さらに他の元受刑者たちの殺人は、自分にいじめや暴力といった害を加えてきた人物を殺してしまった、事故ととらえられなくもない殺人だった、相手個人への明確な憎しみや殺意のないもの(ヤクザの抗争)という描かれ方である。しかし、彼の殺人はなんだか得体の知れないものだった。そして、彼は未成年のときにも前科があった。

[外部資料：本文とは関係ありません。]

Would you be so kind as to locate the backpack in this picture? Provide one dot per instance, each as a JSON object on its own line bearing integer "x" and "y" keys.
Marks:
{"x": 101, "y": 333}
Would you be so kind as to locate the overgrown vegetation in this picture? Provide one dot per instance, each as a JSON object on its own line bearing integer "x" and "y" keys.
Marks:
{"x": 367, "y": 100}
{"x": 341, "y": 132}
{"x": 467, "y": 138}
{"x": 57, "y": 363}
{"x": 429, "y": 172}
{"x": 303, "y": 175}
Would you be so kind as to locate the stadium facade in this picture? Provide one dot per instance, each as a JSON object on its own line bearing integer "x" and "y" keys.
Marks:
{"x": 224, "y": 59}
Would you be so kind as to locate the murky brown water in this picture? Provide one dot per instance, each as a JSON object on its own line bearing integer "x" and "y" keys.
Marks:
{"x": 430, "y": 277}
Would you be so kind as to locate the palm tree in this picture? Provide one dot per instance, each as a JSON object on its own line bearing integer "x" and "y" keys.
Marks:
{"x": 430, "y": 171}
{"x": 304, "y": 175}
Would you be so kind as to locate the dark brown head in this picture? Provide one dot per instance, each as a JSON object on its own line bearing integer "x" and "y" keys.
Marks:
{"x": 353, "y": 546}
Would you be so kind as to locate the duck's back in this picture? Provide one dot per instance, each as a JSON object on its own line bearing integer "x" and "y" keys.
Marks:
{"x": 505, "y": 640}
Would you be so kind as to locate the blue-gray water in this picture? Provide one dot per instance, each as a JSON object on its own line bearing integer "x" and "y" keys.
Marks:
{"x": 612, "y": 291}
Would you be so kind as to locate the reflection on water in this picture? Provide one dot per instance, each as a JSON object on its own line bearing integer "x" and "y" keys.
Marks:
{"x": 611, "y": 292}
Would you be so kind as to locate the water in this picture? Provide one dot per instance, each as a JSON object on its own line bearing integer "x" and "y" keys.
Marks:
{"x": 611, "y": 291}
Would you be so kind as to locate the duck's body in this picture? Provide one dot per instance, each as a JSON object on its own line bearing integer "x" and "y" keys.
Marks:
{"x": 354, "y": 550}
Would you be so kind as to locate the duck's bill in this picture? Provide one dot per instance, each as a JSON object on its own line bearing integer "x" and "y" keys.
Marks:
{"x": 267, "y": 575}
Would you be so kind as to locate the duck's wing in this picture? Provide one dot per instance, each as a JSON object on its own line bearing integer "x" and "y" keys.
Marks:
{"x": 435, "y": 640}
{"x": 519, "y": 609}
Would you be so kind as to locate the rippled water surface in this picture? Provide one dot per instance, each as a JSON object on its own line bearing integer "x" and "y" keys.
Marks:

要するに、劇中での彼は「更生の見込みのない人物」として、他の元受刑者たちとは違った存在に描かれていたように思われる。

 

そして彼は「悪いもの」から「神様」になったのろろ様に、裁かれるようなかたちで最期を迎えた。

 

 「人が肌で感じたものは正しい」「でも私はあんたが悪い人だと思ったことはないよ」というセリフがあった。「悪い人」のままの人とそうでない人。その線引きは可能なのだろうか。少なくとも劇中で、再び罪をおかした人物がずっと「悪い人」だったわけではないだろう。少なくとも、彼に友達として接していた人物は彼を四六時中「再び人を殺すような人物」として扱っていたわけではない。彼が「悪い人のまま」であることは、周りの人に肌で感じられなかった。けれど結果的に、刑務所で法的に罪を償っても彼の「なんにも考えずにやる」性質は変わっていなかった。

 

 この結末をどう受け入れるかはとても難しい。そして、彼とは違う存在として描かれていた他の元受刑者たちの殺人も果たして彼の殺人と「違うもの」として扱われるべきなのだろうか。明確な答えが出ることは絶対にないと思う。「裁判では信じてもらえなかった」と言って語られた他の元受刑者の前科についても、それが本当であるかは誰にもわからないのである。こういった点も含め、難しいし、怖いし、考えさせられる映画だった。

 

法務省による平成29年度版犯罪白書によると、平成28年度に刑法をおかして検挙された人のうち、再犯(道路交通法違反以外で、以前に検挙されたことがある)で捕まった人の割合は48.7%らしい。さらに、平成28年に殺人で検挙された人は765人。そのうち初犯は69.9%。前科(道路交通法違反以外での検挙)がある人は27.5%で、殺人での前科がある人は2.6%である。つまり、平成28年に殺人で検挙された765人のうち20人は以前にも殺人で検挙されている。この数字をどう受け止めるかも難しい。そして、数字だけ見ても、その内訳は分からない。そして、内訳を知れば「悪い人のまま」変わらない人を見出せるわけでもない。逆もまたしかりである。

 

それに、当たり前だけれど、映画と現実は切り離して考えるべきだ。現実を考えるきっかけにはなっても、映画から直接現実を見たり、決めたりことはできないし、するべきではないと思う。

 

罪を償うとは何か。再犯を犯した人はもう一生更生することはないのか。もともと「そういった性質」の人がいて、変わりようはないのか。「居場所」の有無が重要なのか。現実の統計を見ても、この映画を観ても、私個人の中での答えが出ることはなかった。そもそも、考えることは必要だけれど、絶対に答えの出る問題ではないと思う。

 

公開終了間際の滑り込みではあったけれど、今日この映画を観てよかった。また、改めて観たいとも思う。そして、あと数年後にはこの映画を観て思うことも変わっているんだろうか。多分、錦戸君と木村文乃さんの顔がめちゃめちゃいいという事実は変わらなくても、感想は変わるんだろうなと思う。

 

という、真面目にいろいろ考えちゃう映画を観た感想でした。